What's likelly to happen are things like this:
- Tom will start working more but at the same time he might start looking for a job somewhere else and leave. His behaviour most likely isn't developed in your team, he possibly picked it up somewhere else where he was doing the same and got away with it so he can find another company where he can do the same;
- Tom will get defensive. You are exagerating. You are seeing things. Imagining things. He might unwind here and there when he loses productivity but he gets back to the task. He recups his work. Maybe he delivers 70% but maybe that's because he's a bad estimator not a lazy worker. He will probably overestimate things from now on or take less work next sprints.
- Tom will behave in the same way but now he will be more careful not to show it. He will be at his computer, his IDE will be opened but he will stare into space. Or he might be typing code but for a personal app of his. You don't know what he's doing there. People that want to slack off will find ways to do so no matter what you do to prevent it.
- he will start talking behind your back to the other developers. Telling them you have some issue with him. That you are a control freak that insists people are productive 100% of the time. That you can't even look out the window without you pointing out that one should be looking at his monitor instead.
- etc
There might be some resentment, conflict or undesired consequences if you approach Tom about this subject. If you figured out this can't absolutelly be allowed to continue than that's life. Tom is an employee. He gets employee treatement: bad performance reviews, official notices, less salary increases, whatever the company's policy for underperforming staff is.
You say you are not his line manager. Who is? Talk to that person. You are a PM/SM so you can't really evaluate Tom‘s work, you can only observe that he's working less than the others. But maybe he's more productive, maybe his code is better, maybe he works on hard technical tasks that take a toll on his brain power so he needs more breaks. For a developer, time spent banging at the keyboard might not be time spent being productive and doing a proper job. So take it up with his superior (which I hope is another developer, not a manager, or you will have the same problem or worse).
The other alternative is micromanaging Tom. Yes, micromanagement sucks, but for the right people it is the right tool. We all wish employees are proactive, professional, don't need to be told what to do, ask for help when stuck, etc. But people come in all shapes and sizes.
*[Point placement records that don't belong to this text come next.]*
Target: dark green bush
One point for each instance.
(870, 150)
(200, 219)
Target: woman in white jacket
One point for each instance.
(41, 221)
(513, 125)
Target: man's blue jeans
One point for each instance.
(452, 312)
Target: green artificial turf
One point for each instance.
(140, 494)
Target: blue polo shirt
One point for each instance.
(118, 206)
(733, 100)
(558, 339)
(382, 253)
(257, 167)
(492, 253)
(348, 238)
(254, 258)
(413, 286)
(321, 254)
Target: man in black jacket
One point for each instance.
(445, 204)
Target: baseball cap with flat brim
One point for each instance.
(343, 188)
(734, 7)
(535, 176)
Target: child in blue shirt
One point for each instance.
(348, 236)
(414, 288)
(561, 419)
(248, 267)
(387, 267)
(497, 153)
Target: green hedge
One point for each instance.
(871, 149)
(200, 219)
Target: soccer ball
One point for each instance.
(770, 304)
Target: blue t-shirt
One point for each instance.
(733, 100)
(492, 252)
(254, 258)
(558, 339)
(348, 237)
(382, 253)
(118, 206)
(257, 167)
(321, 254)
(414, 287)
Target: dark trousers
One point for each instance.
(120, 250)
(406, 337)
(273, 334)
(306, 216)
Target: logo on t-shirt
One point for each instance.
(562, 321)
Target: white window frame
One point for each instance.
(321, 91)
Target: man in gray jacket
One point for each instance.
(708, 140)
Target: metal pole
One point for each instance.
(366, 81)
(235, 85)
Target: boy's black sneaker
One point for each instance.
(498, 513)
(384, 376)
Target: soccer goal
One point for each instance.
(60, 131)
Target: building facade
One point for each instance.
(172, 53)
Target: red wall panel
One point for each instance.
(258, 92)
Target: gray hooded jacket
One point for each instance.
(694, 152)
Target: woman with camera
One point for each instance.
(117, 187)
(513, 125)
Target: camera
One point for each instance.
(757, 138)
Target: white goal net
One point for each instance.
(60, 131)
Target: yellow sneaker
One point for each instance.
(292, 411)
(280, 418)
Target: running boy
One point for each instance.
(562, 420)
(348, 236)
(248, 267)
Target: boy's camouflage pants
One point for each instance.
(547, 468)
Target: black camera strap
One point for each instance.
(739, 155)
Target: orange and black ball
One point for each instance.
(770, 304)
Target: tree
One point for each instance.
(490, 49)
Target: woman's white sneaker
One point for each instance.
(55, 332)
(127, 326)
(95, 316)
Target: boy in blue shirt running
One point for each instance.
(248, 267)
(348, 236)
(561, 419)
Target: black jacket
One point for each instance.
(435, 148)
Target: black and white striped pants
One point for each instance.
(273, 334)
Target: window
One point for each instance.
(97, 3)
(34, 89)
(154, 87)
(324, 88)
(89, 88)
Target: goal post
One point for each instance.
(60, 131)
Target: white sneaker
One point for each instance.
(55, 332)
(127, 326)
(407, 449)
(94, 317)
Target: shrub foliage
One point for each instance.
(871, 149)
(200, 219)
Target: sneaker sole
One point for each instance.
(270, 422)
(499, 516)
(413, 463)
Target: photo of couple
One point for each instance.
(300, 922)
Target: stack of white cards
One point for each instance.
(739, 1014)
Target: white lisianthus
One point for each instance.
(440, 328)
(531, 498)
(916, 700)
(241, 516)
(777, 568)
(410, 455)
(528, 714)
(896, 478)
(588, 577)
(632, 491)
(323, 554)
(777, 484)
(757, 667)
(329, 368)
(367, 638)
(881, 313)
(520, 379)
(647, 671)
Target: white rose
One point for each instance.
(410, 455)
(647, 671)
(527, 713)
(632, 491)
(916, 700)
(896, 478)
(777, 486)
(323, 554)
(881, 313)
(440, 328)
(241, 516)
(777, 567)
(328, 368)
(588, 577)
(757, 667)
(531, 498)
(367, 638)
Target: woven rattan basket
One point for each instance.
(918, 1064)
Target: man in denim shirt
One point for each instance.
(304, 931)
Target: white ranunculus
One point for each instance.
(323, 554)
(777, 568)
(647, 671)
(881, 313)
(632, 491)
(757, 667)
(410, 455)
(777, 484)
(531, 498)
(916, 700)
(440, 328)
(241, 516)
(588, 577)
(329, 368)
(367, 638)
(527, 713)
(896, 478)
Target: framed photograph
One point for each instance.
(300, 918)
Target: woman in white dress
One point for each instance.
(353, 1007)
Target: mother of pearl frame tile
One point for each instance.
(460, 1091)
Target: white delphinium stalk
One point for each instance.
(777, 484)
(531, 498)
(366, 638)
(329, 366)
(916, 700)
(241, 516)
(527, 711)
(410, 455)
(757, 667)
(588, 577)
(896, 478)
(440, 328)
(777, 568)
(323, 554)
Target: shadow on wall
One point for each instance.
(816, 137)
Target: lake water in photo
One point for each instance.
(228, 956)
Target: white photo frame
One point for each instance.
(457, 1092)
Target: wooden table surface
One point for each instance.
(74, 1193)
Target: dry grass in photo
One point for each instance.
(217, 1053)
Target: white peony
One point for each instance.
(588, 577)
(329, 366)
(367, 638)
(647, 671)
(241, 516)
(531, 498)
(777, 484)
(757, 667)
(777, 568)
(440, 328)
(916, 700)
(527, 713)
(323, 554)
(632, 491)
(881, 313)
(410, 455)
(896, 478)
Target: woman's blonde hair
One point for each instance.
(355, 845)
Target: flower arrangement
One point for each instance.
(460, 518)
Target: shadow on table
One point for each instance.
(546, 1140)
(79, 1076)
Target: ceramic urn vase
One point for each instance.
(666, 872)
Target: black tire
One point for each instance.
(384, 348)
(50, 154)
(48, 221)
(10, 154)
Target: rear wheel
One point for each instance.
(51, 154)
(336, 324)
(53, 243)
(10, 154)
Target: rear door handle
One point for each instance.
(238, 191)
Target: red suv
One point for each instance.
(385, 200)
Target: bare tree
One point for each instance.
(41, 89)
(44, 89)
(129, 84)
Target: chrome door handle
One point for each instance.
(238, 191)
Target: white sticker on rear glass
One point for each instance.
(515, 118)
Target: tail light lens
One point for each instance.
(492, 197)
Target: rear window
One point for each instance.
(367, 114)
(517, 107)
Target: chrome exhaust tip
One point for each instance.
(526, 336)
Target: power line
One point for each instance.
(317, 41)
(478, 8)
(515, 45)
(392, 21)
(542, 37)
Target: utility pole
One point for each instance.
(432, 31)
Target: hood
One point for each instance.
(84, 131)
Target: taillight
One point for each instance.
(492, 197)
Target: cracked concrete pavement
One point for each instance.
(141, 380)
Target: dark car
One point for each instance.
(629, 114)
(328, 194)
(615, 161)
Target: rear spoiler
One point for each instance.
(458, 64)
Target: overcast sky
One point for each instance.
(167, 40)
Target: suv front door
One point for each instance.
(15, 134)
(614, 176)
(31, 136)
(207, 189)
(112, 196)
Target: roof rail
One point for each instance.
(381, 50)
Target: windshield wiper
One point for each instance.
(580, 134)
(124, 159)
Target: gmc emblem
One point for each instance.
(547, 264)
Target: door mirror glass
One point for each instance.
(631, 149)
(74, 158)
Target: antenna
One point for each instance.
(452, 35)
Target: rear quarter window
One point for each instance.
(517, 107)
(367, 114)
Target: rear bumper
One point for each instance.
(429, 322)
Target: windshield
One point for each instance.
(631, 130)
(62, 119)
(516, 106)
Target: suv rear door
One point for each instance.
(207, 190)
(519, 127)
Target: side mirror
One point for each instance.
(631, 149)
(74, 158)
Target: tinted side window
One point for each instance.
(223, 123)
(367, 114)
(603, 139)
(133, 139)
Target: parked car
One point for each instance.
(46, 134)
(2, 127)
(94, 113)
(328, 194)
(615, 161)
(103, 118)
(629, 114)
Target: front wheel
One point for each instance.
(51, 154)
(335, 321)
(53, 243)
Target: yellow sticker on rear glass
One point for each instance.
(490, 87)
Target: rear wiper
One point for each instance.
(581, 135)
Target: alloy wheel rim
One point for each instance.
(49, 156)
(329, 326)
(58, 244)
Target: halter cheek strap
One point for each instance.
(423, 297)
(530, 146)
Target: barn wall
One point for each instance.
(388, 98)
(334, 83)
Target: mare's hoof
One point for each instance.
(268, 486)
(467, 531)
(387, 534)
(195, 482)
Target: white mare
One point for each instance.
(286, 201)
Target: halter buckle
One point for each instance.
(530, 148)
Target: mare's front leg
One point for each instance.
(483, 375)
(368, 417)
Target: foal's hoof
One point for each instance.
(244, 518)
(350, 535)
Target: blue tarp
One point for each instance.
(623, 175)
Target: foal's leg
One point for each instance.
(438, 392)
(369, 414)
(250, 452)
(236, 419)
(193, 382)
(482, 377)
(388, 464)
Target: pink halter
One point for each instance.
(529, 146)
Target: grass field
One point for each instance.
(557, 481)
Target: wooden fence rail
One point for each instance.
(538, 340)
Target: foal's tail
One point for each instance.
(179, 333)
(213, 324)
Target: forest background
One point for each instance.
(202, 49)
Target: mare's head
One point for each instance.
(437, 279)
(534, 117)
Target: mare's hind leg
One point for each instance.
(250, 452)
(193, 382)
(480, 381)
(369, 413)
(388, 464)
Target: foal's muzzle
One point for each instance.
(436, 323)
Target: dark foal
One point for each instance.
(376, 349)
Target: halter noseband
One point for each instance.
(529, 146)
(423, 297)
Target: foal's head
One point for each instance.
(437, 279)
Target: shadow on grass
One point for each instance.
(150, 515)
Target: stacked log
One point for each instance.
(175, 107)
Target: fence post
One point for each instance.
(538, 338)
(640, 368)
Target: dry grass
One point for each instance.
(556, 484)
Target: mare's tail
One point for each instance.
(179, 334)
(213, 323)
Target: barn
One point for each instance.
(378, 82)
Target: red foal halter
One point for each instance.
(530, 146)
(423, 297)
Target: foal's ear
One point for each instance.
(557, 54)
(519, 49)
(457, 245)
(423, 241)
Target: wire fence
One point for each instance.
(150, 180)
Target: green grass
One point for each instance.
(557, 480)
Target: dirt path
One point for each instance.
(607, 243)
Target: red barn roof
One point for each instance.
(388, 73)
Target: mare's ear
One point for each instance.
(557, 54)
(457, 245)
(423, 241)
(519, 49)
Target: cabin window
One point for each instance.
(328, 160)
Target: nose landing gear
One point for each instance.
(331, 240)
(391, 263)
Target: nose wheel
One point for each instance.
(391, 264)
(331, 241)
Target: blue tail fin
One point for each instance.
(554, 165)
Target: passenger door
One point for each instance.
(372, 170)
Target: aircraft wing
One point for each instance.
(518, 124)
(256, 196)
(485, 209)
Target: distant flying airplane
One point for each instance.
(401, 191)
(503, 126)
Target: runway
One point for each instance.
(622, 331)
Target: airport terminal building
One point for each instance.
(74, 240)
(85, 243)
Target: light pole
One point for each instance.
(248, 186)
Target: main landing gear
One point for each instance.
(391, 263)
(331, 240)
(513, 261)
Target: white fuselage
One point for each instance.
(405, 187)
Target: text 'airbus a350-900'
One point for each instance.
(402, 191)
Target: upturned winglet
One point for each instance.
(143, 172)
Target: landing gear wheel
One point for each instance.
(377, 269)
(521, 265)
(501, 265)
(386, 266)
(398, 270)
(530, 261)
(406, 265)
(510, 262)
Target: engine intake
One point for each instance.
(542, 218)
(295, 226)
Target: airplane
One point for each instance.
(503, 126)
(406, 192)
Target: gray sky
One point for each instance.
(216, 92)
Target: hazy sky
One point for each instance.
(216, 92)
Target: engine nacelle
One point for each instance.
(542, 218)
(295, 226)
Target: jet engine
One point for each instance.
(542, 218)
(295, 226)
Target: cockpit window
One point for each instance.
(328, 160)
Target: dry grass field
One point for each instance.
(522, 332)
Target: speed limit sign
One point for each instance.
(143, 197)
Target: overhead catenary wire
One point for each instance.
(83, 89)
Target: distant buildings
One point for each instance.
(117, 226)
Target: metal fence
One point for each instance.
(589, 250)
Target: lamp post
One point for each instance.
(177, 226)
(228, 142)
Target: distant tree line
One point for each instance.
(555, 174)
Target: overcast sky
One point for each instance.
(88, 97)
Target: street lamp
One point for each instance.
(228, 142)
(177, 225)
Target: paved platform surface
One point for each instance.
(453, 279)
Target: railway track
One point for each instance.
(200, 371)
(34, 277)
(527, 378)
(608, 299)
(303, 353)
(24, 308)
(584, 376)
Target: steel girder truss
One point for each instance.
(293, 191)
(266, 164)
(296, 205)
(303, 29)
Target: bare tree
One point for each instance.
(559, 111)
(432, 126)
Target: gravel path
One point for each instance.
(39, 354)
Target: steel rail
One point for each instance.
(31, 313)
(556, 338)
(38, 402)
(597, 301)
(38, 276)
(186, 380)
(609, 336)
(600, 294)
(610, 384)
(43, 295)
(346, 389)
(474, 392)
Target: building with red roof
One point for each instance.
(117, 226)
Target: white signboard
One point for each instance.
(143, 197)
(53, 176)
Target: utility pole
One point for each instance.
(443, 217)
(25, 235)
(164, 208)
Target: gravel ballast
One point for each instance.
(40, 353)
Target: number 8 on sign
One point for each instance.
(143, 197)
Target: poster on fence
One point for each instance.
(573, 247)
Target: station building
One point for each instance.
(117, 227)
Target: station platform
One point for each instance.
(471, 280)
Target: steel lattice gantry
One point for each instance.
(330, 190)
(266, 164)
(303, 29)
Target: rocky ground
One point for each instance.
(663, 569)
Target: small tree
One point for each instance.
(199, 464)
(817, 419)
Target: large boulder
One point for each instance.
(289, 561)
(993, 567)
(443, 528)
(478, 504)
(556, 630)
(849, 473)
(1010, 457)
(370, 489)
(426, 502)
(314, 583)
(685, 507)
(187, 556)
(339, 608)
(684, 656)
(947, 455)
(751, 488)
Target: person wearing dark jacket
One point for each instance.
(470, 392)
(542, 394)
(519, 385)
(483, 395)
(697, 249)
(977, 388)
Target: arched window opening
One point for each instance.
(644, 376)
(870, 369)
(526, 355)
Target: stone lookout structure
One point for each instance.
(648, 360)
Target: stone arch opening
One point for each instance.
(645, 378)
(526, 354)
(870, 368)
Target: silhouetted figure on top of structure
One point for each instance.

Tom isn't the right shape and size so it needs more attention to rough out the edges. This can backfire too and cause Tom to talk behind your back like I mentioned above if he's the only one being micromanaged. You might also start micromanaging other stuff too if you see it brings better results, but that is a very slippery slope for you to be on, which on the long run might cause even more damage to the team and projects than Tom could ever do.
Watever you decide to do, do something. Worst thing you can do is look the other way. Even if your decision is to leave it be for now, but monitor how things are going and take a better informed decision later, it is still better than looking the other way.
Situations like this are never fun, but if you are a PM/SM, they are part of your job description.